“Mommy Milk Cafe,” or when misunderstanding is a choice

Judging People By Their Appearance Is Not OK | HuffPost Canada Life

Ever sat in a public place and felt like someone was watching you? Like a stranger was talking about your appearance and behavior? Well, of course. You live in the age of the internet, after all. You live in a time where every aspect of your life is cataloged, put on display, and discussed. As such, people feel like they know you. They feel like they have the right to judge. But do they? Or are they, in so doing, actually just creating unnecessary conflict with people that they don’t even know? These questions, and more, are at the heart of Sara States’ “Mommy Milk Cafe,” a play I had the pleasure of watching via Facebook Live last night.

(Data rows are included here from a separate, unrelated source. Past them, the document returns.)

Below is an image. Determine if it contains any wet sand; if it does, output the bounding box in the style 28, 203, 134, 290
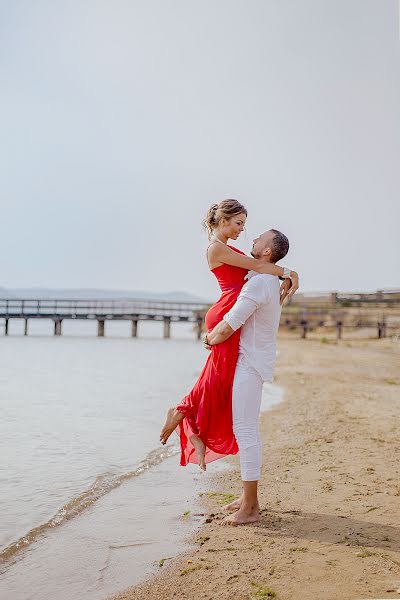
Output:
111, 336, 400, 600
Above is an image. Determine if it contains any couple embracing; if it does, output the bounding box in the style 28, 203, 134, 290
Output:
160, 200, 298, 525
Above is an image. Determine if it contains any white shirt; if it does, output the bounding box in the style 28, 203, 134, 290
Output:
223, 271, 282, 381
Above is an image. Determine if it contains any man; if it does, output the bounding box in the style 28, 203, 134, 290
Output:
204, 229, 289, 525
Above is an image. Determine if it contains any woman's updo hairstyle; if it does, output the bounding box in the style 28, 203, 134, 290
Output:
203, 200, 247, 239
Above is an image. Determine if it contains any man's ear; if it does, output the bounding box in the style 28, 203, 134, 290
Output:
263, 246, 272, 258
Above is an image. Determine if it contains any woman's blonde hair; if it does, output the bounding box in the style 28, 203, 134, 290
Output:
203, 200, 247, 239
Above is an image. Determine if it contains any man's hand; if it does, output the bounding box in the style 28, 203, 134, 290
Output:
203, 335, 212, 350
279, 271, 299, 304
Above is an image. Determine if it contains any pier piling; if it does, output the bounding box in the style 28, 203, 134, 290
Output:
97, 319, 105, 337
132, 319, 137, 337
164, 317, 171, 339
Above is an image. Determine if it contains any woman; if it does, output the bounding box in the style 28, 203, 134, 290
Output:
160, 200, 298, 471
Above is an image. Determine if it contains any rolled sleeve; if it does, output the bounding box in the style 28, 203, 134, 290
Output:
223, 277, 262, 331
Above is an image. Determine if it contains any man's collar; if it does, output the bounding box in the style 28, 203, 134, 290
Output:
244, 271, 260, 281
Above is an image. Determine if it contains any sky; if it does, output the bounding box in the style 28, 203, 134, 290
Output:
0, 0, 400, 297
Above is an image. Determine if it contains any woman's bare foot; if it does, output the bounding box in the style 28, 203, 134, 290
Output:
189, 434, 207, 471
221, 507, 261, 525
160, 407, 185, 444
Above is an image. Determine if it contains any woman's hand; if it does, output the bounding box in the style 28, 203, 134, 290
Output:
279, 271, 299, 304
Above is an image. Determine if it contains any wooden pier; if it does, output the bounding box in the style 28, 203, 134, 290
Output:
0, 298, 209, 339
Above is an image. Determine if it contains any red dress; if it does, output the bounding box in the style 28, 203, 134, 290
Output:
176, 246, 247, 466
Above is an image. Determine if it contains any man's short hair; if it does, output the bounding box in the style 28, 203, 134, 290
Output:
270, 229, 289, 262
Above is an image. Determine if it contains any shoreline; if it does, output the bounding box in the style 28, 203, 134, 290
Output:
112, 336, 400, 600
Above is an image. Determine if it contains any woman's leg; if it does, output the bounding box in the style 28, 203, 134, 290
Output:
160, 406, 185, 444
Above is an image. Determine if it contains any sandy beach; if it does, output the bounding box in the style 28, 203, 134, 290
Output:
114, 335, 400, 600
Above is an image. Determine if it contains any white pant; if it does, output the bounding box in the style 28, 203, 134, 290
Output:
232, 355, 263, 481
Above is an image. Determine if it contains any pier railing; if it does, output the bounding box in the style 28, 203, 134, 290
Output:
0, 291, 400, 339
0, 298, 208, 337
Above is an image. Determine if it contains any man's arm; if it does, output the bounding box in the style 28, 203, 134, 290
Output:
204, 319, 235, 346
204, 277, 263, 346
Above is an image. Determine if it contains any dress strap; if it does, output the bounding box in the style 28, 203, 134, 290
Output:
206, 240, 228, 271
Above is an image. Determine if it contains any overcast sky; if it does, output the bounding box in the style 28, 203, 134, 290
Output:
0, 0, 400, 297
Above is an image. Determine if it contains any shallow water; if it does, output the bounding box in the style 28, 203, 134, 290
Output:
0, 323, 281, 600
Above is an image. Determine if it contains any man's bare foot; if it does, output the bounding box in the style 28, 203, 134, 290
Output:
160, 407, 185, 444
189, 434, 207, 471
222, 494, 243, 512
222, 494, 260, 512
221, 508, 261, 525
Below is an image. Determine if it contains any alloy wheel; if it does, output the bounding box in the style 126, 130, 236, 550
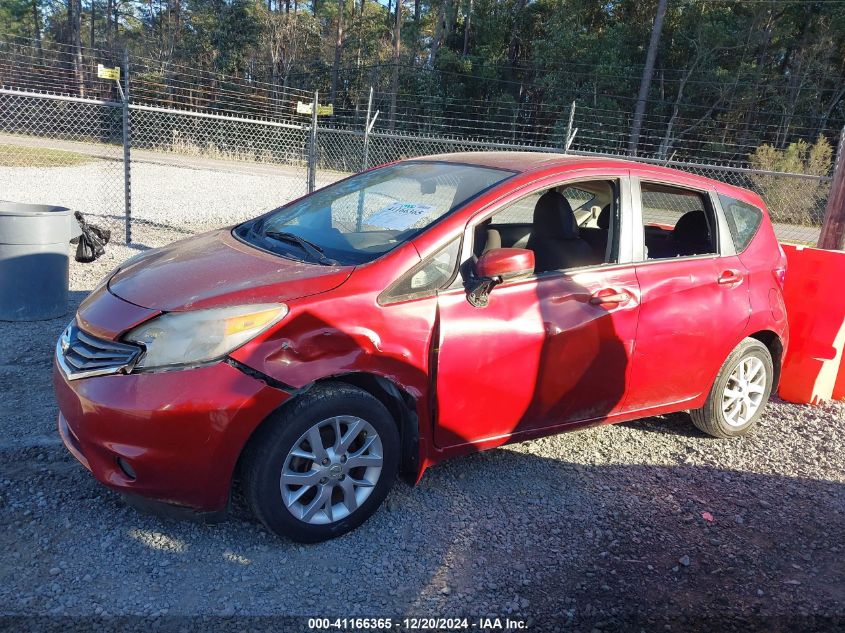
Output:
279, 415, 384, 525
722, 356, 766, 427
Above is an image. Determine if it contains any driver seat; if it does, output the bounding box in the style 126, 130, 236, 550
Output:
526, 190, 595, 273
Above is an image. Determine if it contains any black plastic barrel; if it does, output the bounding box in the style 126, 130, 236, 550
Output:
0, 200, 79, 321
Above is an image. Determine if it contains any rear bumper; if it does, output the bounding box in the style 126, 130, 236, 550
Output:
53, 362, 290, 512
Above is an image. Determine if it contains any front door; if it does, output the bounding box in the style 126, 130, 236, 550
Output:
434, 172, 640, 448
434, 266, 639, 448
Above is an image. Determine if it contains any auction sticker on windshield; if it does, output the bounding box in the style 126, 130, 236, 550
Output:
367, 202, 434, 231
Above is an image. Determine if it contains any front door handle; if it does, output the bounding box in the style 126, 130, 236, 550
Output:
716, 270, 742, 286
590, 288, 631, 306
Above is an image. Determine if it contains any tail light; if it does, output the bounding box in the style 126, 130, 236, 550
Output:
772, 244, 786, 290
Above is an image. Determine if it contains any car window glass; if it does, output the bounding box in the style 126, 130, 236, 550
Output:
235, 161, 513, 264
379, 239, 461, 303
719, 194, 763, 252
640, 182, 716, 259
561, 186, 595, 211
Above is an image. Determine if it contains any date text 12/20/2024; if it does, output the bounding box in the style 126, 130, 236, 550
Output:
308, 617, 528, 631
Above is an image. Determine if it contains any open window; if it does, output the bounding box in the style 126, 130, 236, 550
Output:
640, 182, 719, 260
473, 180, 619, 274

A short comedy about two pairs of women in a coffee shop, Claire and Krissy at one table, and Rita and Janet at another becoming aware of, passing judgment on, and amping up conflict with each other, and all without really saying anything, the piece’s deceptively simple premise has many layers to it. The stakes in this specific circumstance are low, at the very worst, one pair will leave the coffee shop if things get out of hand, but the way the conflict escalates can also act as an allegory for how wars and ethnic strife get started. The women see each other, and, based off of nothing besides their respective appearances, assume they know who they are. And they use those assumptions to interpret subsequent interactions. The two pairs only speak to each other twice, once when Claire asks Rita and Janet for some syrup, and once when Rita gives Claire and Krissy a scone that she got for free. The actual words exchanged are polite, and yet, because of the assumptions that they’ve made, the two groups of women interpret these words, these gestures, as slights. Rita and Janet assume that Claire came over to be passive-aggressive. Claire reads Rita’s giving of the scone, something that Rita meant as a peace offering, as condescension. Neither side understands the other, precisely because they don’t want to understand the other, and subsequently become more resentful and angry. This exact kind of active misunderstanding has led to countless conflicts throughout history. Look at the Cold War. There were so many instances, in Vietnam, in Korea with the Chinese, where the US assumed it knew what its enemy would do, or wanted, based on nothing more than bias, and subsequently made things worse. People like Douglas McArthur, Lyndon Jonson, and Robert McNamara had the opportunity to learn about, to communicate with and understand who their enemies were, and what they wanted. But they chose not to. They assumed they knew who their foes were, and subsequently made blunders that cost millions of lives. They, like the characters in this play, decided it wasn’t worth trying to talk to the other side.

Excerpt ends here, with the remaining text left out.